The cost calculated by FIFO is visible in:

  • COGS Report — cost per item and total for the bar for a period. More detail → COGS Report and Bar Margin
  • Movement History — each transaction shows which batch was consumed and at what price
  • Item Card — current batch queue with prices and remaining quantities
ErrorConsequence
No purchase price on receiptCost = 0, margin inflated by 100%
Wrong price (typo)Margin for the entire batch calculated with the error
Duplicate receiptStock doubled, extra batch in queue
Items sold before receipt was processedSales went negative without a batch; FIFO did not work for those units

If you see implausibly high or zero margin on a specific item in the COGS report — first check the receipt history: is the purchase price entered correctly.

Frequently asked questions

What is FIFO in warehouse accounting?

FIFO (first in, first out) is a method where the cost of goods being sold is taken from the earliest received batch. If you bought 10 units at price A, then 10 at price B — the first 10 sold are costed at price A.

Why does a gaming center need FIFO?

It gives an accurate cost for every sale. Without FIFO, when purchase prices change, margin in the report will be calculated incorrectly: the system will not know from which batch and at which price the item is being consumed.

Do I need to configure anything for FIFO?

No. FIFO operates automatically on every bar sale and every manual write-off. Your responsibility is to enter purchase prices correctly on every receipt.

What happens if I do not specify a purchase price during a receipt?

The system cannot calculate margin — cost will be zero or incorrect. All profit figures in the COGS report will be wrong.

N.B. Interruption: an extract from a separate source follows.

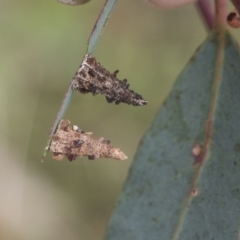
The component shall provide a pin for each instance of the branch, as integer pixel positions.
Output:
(93, 40)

How does FIFO affect tax reporting?

FIFO is the standard inventory valuation method in retail accounting. If your accountant uses FIFO, IZI cost data is compatible with external reporting. For specific regulatory requirements — check with your accountant.

Can I switch from FIFO to a different method?

IZI uses FIFO as its sole cost accounting method. Switching to another method (e.g., LIFO or weighted average) is not available in the current version.